Afterwards, I learned of an earlier letter, dated the third of June 1801, this time from Tyler to Nelson, requesting that Charles Tyler Jnr might be permitted to sit an examination for the position of Lieutenant which he evidently attained. This letter is now in the care of the Royal Maritime Museum, Greenwich. Tyler was counted as one of Nelson’s ‘band of brothers'.
Nelson’s Pillar
Vice-Admiral Collingwood in his first report of the action at Trafalgar, bumptiously asserted that on October 21, 1805: ‘… a victory gained which will stand recorded as one of the most brilliant and decisive that ever distinguished the British Navy’. Nelson was central to this decisive battle, thus rendering Napoleon’s high sea capers to the history books. The battle of Trafalgar was a famous win for Nelson, who died from wounds received. Nelson became a national hero in Britain and the battle strategies that have fascinated military historians ever since.
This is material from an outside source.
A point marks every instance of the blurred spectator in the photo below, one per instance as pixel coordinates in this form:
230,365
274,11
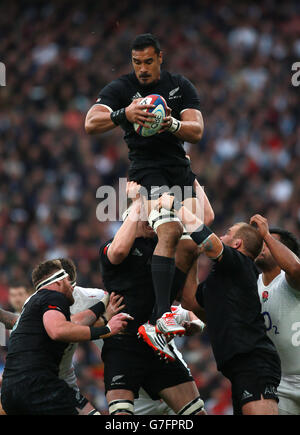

But what of the Cavan born Captain of the Tonnant? Oliver Warner wrote: Of the adventures of the Tonnant, Captain Tyler, there are various descriptions, among them one by Lieutenant Clements, who said that ‘we went down in no order, but every man to take his bird. They (enemy ships) cut us up a good deal, until we got on our broadside to bear on a Spanish ship in breaking the line, when we gave her such a thundering broadside that she did not return a gun for some minutes, and a very few afterwards.’
The beaten ship in question was the ‘Monarca’. By evening, the ‘Tonnant’ recorded that 26 of her crew had perished while 50 survived. Counted amongst the injured was Tyler himself. Oliver Warner’s book ‘Trafalgar’ is well worth a read if that sort of topic floats your boat.
In 1809, Nelson’s Pillar was erected in Dublin to mark the victory, however, the gung-ho glorification of Britain’s maritime past did not sit well with everyone in Ireland after 1922 and, in March 1966, on the fiftieth anniversary of the Easter Rising, Liam Sutcliffe a young republican managed to plant an explosive that toppled old Nelson from his Dublin perch. Sutcliffe later decried the ugly giant needle that replaced Nelson as something worse than the old pillar had ever been.
Later life
Charles Tyler eventually rose to the position of full Admiral. In 1812, he moved to Cape Town, South Africa, in command of the Cape of Good Hope Station. In 1816, he was awarded the Order of the Bath, and later became Knight Grand Cross of the Order of the Bath. In September 1835, he died two months after his wife and they were buried together in St Nicholas Church, Glamorganshire, Wales, where a monument was erected in their memory.
Beginning life in Cavan, Charles Tyler became one of Nelson’s right-hand men, taking part in one of the most famous sea battles in history and rose to lead England’s navy (His story has all the elements of a Gilbert and Sullivan opera). But then again, when setting out to research a topic you never knows what the high tide of historical research will bring in.